Private policing isn’t some fantasy, and it isn’t just a luxury enjoyed by the rich: every time you enter a shopping mall, go to a department store, visit an amusement park, enjoy a live professional sporting event, or use PayPal, you are being protected by people trying to maximize profit. In a free market, where transactions are voluntary, customers need to be pleased in order for companies to survive. People generally prefer to not be groped when they travel, choked for selling cigarettes, or have their homes raided by SWAT teams in the middle of the night for possessing a plant. It is only government police that engage in these types of activities because when a police agency’s source of revenue is involuntary and divorced from the quality of service it provides, abuses are more likely to occur.
Perhaps equally as important is that private police do not enjoy the legal privileges that government police do, but are on equal legal standing with the rest of us. They want to avoid lawsuits for injury because they, not the taxpayer, will be liable. Unlike government police, they do not enjoy the benefit of a friendly prosecutor who will do all that is politically feasible to avoid getting them indicted. Private police do not have union contracts that keep them from being interrogated after a shooting, or allow them to be reinstated after being fired for misconduct, as public police do. Indeed, it is quite amazing that anyone believes government police, who investigate themselves when there are citizen complaints against them, will hold themselves accountable.

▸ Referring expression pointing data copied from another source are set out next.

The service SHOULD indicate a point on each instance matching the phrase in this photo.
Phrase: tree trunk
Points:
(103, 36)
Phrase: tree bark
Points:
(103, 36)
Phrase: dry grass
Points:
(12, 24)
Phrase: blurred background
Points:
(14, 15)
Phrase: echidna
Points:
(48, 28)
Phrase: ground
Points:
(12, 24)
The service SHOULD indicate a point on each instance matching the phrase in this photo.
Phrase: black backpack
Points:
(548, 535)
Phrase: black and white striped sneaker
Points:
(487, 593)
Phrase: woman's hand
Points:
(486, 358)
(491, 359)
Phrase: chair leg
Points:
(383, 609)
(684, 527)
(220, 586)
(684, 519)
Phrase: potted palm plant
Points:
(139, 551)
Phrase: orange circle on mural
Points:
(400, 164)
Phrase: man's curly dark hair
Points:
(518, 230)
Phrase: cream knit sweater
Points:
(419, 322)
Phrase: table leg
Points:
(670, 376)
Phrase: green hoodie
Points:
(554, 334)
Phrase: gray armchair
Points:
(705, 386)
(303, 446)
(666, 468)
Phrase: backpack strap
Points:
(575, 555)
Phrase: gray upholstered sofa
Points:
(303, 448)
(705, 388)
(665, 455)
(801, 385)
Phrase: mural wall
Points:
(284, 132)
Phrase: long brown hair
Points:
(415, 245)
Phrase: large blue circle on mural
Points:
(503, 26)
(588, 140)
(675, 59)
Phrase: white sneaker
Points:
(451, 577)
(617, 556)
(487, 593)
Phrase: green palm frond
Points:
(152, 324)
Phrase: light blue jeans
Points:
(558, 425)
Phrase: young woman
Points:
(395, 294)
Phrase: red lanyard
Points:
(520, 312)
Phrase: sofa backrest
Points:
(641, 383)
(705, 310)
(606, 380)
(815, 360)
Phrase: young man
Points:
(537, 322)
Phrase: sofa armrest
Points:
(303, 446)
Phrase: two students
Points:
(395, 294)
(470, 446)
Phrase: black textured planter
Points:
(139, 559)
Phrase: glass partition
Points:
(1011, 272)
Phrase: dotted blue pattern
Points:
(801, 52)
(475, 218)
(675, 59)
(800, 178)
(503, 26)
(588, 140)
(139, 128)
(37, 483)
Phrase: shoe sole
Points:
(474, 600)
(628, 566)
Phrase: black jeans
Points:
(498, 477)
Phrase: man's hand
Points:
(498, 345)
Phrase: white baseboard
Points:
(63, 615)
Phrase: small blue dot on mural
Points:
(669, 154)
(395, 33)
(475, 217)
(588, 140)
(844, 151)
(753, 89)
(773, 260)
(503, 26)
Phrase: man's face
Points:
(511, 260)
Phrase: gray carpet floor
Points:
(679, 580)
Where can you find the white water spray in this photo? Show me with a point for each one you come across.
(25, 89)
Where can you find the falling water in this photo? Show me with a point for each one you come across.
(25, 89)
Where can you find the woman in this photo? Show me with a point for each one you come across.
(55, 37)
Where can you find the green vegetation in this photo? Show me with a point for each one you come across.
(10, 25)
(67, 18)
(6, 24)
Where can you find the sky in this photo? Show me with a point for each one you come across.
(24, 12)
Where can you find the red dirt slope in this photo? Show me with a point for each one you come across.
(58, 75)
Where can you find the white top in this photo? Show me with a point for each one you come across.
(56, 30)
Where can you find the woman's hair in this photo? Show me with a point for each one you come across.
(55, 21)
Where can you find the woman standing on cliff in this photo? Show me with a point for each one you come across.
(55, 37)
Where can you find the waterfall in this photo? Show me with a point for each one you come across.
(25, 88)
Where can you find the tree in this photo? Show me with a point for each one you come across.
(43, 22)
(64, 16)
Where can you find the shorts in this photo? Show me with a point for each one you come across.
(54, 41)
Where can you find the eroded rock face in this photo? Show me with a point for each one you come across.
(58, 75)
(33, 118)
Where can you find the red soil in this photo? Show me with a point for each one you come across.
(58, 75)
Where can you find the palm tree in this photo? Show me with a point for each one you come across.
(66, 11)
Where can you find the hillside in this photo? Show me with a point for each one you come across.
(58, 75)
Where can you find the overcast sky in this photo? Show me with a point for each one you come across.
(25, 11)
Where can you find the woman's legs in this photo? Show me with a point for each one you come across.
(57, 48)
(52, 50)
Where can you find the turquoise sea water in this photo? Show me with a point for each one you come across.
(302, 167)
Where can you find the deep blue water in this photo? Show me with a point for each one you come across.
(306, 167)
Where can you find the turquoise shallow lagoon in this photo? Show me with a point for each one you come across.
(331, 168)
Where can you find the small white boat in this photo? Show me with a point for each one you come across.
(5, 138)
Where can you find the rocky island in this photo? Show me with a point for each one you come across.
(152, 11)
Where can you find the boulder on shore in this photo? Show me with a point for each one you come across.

Despite the far greater number of private police, we rarely hear about them shooting anyone. And this is not because they have a less dangerous job. Rather, private police are killed more often than government police, and a greater proportion of those deaths are the result of violence, rather than accidents. This is only to be expected when one is in the business of protecting persons and private property and must do so in a satisfactory way or be fired. Government police hold no such obligation: the US Supreme Court opined in Warren v. District of Columbia (1981) that police owe no specific duty to protect citizens.
Thus, it should not be hard to imagine how private police would be far more accountable, and far less prone to violence, than government police. All one has to do is look around.